Il ne savait pas changer le fer en or, mais il restait des tas d’autres choses qu’il savait faire et il y réfléchit longuement, assidûment. Il n’en était pas sûr, mais à son avis les banques ne lui refuseraient pas longtemps l’entrée de leurs chambres fortes s’il s’attaquait à ce qui les maintenait assemblées. Pourtant, il courait le risque de se faire pincer, et ce serait l’anéantissement de tous ses rêves. Il songea s’établir comme Faiseur, mais il s’attirerait une notoriété et un intérêt qui ne joueraient pas en sa faveur plus tard, sans parler de toutes les accusations de charlatanisme qu’on ne manquerait pas de porter contre lui. Des rumeurs couraient déjà sur Alvin – ou plutôt sur un apprenti forgeron dans l’Ouest qui avait changé un soc de charrue en or. La moitié de ceux qui racontaient l’histoire roulaient des yeux en même temps, comme pour dire : Sûr qu’y a un p’tit paysan dans l’Ouest avec un talent d’Faiseux, ça m’étonnerait pas, dame !

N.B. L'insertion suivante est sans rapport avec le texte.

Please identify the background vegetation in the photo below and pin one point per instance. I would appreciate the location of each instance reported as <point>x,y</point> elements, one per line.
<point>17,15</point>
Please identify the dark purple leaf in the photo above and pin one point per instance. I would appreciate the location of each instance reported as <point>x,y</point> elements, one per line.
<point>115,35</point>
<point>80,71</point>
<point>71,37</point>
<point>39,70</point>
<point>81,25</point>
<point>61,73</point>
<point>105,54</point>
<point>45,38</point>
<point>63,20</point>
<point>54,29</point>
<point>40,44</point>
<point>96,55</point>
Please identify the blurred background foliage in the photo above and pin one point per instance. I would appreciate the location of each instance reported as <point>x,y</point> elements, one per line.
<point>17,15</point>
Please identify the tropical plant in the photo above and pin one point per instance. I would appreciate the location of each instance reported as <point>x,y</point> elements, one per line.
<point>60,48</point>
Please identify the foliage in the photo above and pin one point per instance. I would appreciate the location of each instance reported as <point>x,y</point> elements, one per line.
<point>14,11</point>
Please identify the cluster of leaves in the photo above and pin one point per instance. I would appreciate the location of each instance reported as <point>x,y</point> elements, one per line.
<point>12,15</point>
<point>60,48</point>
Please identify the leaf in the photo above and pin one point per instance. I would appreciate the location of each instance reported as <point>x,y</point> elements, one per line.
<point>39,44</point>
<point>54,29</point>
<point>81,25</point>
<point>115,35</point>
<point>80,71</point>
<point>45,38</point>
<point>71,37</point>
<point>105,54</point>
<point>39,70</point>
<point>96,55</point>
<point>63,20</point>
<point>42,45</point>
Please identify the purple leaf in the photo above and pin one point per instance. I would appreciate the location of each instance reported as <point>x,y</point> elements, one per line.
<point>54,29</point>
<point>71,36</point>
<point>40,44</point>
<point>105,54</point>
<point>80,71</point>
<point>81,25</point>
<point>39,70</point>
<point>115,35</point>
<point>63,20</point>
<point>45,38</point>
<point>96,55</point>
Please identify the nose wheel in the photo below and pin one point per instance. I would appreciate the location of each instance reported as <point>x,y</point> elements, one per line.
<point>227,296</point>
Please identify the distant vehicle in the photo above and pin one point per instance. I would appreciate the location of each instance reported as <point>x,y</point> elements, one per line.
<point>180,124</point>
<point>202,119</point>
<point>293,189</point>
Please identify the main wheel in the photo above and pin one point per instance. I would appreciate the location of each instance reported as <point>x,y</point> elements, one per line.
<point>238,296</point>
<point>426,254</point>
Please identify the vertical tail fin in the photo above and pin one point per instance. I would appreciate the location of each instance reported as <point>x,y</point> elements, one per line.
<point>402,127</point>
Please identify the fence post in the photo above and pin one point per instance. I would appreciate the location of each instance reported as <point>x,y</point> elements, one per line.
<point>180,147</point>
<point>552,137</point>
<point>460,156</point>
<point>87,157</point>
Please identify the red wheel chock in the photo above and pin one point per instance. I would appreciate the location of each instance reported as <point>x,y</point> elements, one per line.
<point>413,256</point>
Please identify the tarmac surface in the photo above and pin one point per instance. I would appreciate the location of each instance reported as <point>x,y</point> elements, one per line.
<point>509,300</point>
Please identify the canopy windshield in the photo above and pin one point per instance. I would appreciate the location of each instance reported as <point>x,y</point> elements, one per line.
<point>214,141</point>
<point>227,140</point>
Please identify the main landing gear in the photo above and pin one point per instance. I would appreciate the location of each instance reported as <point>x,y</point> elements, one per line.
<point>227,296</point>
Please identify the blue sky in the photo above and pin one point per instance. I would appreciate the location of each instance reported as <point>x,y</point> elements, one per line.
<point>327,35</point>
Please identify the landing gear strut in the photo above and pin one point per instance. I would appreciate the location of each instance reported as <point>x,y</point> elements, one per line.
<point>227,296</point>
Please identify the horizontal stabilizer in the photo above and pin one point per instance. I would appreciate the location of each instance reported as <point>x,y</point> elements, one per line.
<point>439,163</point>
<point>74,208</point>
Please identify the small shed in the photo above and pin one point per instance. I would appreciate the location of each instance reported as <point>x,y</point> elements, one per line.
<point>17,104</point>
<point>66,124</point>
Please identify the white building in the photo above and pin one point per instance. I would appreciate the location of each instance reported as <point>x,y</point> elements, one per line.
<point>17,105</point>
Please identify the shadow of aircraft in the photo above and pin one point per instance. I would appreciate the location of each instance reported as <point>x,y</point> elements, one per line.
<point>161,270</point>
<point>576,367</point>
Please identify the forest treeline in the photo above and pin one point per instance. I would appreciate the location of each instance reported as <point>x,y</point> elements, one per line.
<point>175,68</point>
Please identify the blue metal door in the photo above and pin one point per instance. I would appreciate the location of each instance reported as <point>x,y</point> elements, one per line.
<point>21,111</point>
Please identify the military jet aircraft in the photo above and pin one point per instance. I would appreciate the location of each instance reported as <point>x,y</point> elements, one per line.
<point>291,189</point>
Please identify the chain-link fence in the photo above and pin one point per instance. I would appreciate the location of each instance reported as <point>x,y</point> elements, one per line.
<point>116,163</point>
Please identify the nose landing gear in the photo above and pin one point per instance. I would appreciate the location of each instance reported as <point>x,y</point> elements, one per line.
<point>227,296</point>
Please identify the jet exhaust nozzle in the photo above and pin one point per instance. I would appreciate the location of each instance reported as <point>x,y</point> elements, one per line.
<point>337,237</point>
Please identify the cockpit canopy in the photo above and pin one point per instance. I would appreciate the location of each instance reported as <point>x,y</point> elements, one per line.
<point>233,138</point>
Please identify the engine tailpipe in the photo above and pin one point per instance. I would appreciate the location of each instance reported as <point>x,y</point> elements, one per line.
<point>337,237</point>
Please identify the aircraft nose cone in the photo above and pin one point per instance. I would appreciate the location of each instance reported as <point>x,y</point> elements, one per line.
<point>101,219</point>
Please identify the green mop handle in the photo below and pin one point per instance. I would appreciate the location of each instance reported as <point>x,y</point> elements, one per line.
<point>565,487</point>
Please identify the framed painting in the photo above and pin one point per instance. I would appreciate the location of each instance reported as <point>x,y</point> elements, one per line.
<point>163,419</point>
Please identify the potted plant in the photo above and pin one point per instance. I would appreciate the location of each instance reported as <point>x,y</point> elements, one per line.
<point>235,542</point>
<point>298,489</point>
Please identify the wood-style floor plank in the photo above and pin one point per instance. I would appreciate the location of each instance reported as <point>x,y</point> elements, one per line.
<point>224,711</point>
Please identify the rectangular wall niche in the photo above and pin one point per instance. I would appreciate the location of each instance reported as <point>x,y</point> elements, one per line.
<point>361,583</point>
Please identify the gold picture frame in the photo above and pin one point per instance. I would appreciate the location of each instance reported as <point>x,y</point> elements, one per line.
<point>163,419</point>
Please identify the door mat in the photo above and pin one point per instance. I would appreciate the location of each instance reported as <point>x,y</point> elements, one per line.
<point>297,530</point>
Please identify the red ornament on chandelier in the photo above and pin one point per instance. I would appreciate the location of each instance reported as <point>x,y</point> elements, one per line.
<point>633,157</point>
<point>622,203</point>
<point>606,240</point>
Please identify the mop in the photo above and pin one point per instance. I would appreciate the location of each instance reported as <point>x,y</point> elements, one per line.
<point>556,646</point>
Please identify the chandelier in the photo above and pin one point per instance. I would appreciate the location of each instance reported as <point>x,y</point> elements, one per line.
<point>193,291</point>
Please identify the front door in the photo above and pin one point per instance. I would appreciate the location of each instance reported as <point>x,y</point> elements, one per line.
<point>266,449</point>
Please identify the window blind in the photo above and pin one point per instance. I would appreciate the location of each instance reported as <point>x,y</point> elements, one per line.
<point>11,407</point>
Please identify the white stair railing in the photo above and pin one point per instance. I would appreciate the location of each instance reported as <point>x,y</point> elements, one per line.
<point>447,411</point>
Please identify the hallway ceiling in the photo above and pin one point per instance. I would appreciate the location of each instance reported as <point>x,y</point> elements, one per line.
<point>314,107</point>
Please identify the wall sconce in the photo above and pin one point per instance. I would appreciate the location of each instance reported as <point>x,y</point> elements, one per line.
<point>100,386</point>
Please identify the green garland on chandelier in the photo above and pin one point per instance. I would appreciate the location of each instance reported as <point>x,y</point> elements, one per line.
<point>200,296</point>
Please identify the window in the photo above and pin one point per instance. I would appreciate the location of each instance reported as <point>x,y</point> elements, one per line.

Parfois Calvin regrettait de ne pas avoir un autre talent. Tenez, un talent de torche l’aurait bien arrangé en ce moment. Il aurait pu voir l’avenir – par exemple quels biens acheter, ou dans quel bateau investir. Mais il aurait quand même fallu un associé pour avancer les fonds, puisque lui-même n’avait pas un sou. Et traîner ses guêtres à La Nouvelle-Amsterdam pour s’enrichir, ce n’était pas ce qu’il voulait. Il voulait apprendre la science du Faiseur ; enfin, ce que Napoléon pourrait lui enseigner. Il visait si haut qu’il lui était difficile de s’associer aux hommes d’affaires à la petite semaine de Manhattan.

Il existe plus d’une manière de dépiauter un chat, prétend le dicton. S’il ne pouvait pas réunir facilement l’argent pour sa traversée en première classe, pourquoi ne pas se rendre directement au point de départ de tous les voyages ? Il se retrouva donc à déambuler sur les quais de Manhattan, le long de l’Hudson et de l’East River. C’était un vrai spectacle : les grands voiliers élancés, les vapeurs bruyants et enfumés, les cris et les grognements des débardeurs en sueur, les girations des grues, les cordages, les poulies et les filets, la puanteur du poisson et les piaillements des mouettes. Qui aurait deviné, devant le gamin qui chahutait dans un moulin de Vigor Church, qu’un jour il se tiendrait ici, à la limite de la terre, et se soûlerait comme d’une liqueur des odeurs, des bruits et des scènes de la vie maritime ?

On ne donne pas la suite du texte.